UDP is used similarly to TCP, but does not require the establishment of a connection. In addition, the UDP port and TCP port bound to the server do not conflict. That is, UDP port 9999 and TCP port 9999 can be bound separately.

Using MySQL

MySQL installation

You can download the latest Community Server 5.6.x directly from the MySQL website. MySQL is cross-platform. Select a platform to download the installation file and install it.

During the installation, MySQL will prompt you to enter the password of user root. If you’re afraid you won’t remember, set your password to password.

On Windows, choose utF-8 encoding when installing to handle Chinese properly.

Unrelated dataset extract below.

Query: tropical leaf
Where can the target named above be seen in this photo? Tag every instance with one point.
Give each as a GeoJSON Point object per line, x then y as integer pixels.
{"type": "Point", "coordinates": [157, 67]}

On Mac or Linux, you need to edit the MySQL configuration file to change the default encoding of the database to UTF-8. CNF /etc/ mysql.cnf /etc/ mysql.cnf /etc/ mysql.cnf

[client]
default-character-set = utf8

[mysqld]
default-storage-engine = INNODB
character-set-server = utf8
collation-server = utf8_general_ci
Copy the code

After MySQL restarts, you can use MySQL client command line to check the encoding:

$ mysql -u root -p Enter password: Welcome to the MySQL monitor... . mysql> show variables like '%char%'; +--------------------------+--------------------------------------------------------+ | Variable_name | Value | +--------------------------+--------------------------------------------------------+ | character_set_client | utf8 | | character_set_connection | utf8 | | character_set_database | utf8 | | character_set_filesystem | binary | | character_set_results | utf8 | | character_set_server | utf8 | | character_set_system | utf8 | | character_sets_dir | / usr/local/mysql - 5.1.65 - osx10.6 - x86_64 / share/charsets / | + -- -- -- -- -- -- -- -- -- -- -- -- -- -- -- -- -- -- -- -- -- -- -- -- -- - + -- -- -- -- -- -- -- -- -- -- -- -- -- -- -- -- -- -- -- -- -- -- -- -- -- -- -- -- -- -- -- -- -- -- -- -- -- -- -- -- -- -- -- -- -- -- -- -- -- -- -- -- -- -- -- - + 8 rows in the set (0.00 SEC)Copy the code

Seeing utF8 indicates that the encoding is set correctly.

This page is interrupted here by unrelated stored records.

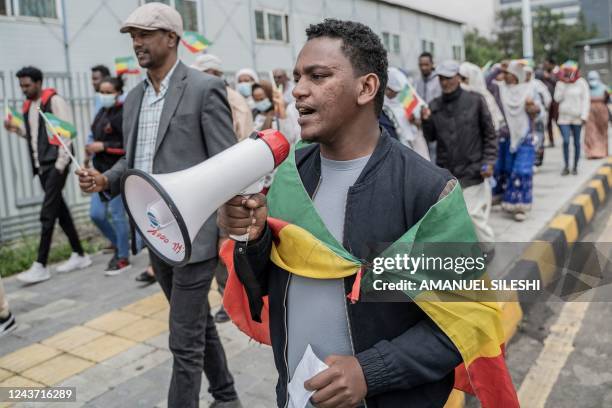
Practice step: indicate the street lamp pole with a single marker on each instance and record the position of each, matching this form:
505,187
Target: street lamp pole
527,31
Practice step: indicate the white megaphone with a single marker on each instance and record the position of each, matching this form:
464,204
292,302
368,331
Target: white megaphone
169,209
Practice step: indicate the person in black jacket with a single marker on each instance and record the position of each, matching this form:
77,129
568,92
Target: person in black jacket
461,123
107,148
368,188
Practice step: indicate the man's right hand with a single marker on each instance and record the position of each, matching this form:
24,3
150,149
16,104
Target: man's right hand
242,214
425,113
91,180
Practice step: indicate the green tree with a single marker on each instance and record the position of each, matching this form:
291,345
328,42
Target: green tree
553,38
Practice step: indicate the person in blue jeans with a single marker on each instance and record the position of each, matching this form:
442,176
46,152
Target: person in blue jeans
106,148
573,96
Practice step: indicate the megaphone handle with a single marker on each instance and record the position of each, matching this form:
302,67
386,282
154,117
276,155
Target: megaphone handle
244,237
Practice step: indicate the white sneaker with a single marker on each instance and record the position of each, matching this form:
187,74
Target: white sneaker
36,273
76,261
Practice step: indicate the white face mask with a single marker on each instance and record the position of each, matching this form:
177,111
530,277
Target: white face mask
107,100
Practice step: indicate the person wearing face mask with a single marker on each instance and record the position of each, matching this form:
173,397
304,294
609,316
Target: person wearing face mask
245,78
596,131
270,112
107,148
395,115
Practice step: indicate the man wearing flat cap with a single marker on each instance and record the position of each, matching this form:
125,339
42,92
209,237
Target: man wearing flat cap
460,122
177,118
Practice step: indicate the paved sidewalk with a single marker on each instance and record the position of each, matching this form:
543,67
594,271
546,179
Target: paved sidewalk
108,335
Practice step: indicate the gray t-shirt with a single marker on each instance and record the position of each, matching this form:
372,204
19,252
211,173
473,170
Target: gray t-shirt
317,312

Installing the MySQL driver

Since the MySQL server runs as a separate process and serves external services over the network, a Python-enabled MySQL driver is required to connect to the MySQL server. Allow-external: mysql-connector-python allow-external: mysql-connector-python: mysql-connector-python: allow-external

 pip install mysql-connector-python --allow-external mysql-connector-python
Copy the code

If the above command fails to install, try another driver:

$ pip install mysql-connector
Copy the code

We demonstrate how to connect to the test database on the MySQL server:

>>> import mysql.connector # >>> conn = mysql.connector.connect(user='root', password='password', Database ='test') >>> cursor = conn.cursor() >>> cursor.execute('create table user (id varchar(20) primary key, name varchar(20))') >>> cursor.execute('insert into user (id, name) values (%s, %s)', ['1', 'Michael']) >>> cursor.rowcount 1 # commit transaction: >>> conn.mit () >>> cursor.close() >>> cursor = conn.cursor() >>> cursor.execute('select * from user where id = %s', Fetchall () >>> VALUES [('1', 'Michael')] # close cursor and Connection: >>> cursor.close() True >>> conn.close()Copy the code

Web development

WSGI interface

Knowing the HTTP protocol and HTML documents, we understand the essence of a Web application:

The browser sends an HTTP request;
The server receives the request and generates an HTML document;
The server sends the HTML document to the browser as the Body of the HTTP response;
The browser receives the HTTP response, pulls the HTML document from the HTTP Body and displays it.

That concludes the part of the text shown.